As he goes out he calls over his shoulder, ‘Let’s hope that bloody car starts.’
ELEVEN
A PALE, THIN plant seeded by drunks in the small hours struggles for the remote sunlight of success. Here’s the plan. A man is found lifeless at his steering wheel. On the floor of his car by the rear seat, almost out of sight, is a styrofoam cup bearing the logo of a business in Judd Street, near Camden Town Hall. In the cup, the remains of a pureed fruit drink, laced with glycol. Near the cup, an empty bottle of the same lethal substance. Near the bottle, a discarded receipt for the drink bearing that day’s date. Concealed under the driver’s seat, a few bank statements, some for a small publishing house, others for a personal account. Both show overdrafts in the low tens of thousands. On one of the statements is scrawled, in the handwriting of the deceased, the word ‘Enough!’ (Trudy’s ‘thing’.) By the bank statements, a pair of gloves the dead man wore now and then to conceal his psoriasis. They partly conceal a balled-up newspaper page bearing a hostile review of a recent volume of poems. On the front passenger seat, a black hat.

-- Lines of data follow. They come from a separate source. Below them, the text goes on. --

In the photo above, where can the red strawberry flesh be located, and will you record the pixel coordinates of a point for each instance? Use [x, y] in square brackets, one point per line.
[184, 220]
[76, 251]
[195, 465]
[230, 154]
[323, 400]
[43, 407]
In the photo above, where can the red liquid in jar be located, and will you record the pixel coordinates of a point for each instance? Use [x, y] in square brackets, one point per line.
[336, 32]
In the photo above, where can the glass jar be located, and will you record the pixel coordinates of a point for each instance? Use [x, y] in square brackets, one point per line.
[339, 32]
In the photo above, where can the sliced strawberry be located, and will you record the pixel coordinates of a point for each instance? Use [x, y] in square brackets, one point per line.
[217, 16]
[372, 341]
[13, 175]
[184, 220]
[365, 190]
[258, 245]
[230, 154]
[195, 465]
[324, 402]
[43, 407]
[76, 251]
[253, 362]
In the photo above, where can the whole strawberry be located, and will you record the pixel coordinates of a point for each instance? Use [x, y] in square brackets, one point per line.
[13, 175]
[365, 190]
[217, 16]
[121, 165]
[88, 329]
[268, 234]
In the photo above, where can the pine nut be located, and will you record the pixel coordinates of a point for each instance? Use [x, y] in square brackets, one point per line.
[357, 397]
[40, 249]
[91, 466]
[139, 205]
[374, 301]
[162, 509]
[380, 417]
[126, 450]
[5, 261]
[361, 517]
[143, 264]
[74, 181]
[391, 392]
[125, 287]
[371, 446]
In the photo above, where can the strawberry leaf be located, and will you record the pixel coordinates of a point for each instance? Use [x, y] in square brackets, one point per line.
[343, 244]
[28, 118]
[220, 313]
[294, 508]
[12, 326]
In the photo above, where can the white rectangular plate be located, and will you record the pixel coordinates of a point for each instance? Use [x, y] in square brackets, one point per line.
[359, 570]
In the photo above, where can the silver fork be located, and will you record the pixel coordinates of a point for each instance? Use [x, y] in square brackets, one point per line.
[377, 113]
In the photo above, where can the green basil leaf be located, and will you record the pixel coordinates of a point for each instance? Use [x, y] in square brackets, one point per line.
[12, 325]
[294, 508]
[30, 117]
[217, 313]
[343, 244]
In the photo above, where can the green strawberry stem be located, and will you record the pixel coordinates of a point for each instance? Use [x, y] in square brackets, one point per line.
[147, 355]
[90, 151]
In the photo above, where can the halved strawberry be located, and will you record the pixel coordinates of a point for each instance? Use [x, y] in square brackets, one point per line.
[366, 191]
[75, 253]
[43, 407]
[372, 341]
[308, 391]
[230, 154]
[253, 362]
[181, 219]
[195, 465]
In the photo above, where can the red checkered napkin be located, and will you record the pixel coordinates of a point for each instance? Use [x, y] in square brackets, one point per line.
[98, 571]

The Metropolitan Police are understaffed, overstretched. The younger detectives, so the older complain, investigate at their screens, reluctant to waste shoe leather. When there are other, gory cases to pursue, a conclusion in this is conveniently at hand. The means unusual but not rare, easily available, palatable, fatal in large doses, and a well-known resource for crime writers. Enquiries suggest that as well as debts, the marriage was in trouble, the wife now living with the brother of the dead man, who had been depressed for months. Psoriasis undermined his confidence. The gloves he wore to conceal it explains the absence of fingerprints on the cup and the antifreeze bottle. CCTV images show him at Smoothie Heaven wearing his hat. He was on his way to the home in St John’s Wood that morning. Apparently, he couldn’t face becoming a father, or the collapse of his business or his failure as a poet, or his loneliness in Shoreditch, where he was living in rented accommodation. After a row with his wife he left in distress. The wife blames herself. The interview with her had to be suspended a few times. The brother of the dead man was also present and did his best to be helpful.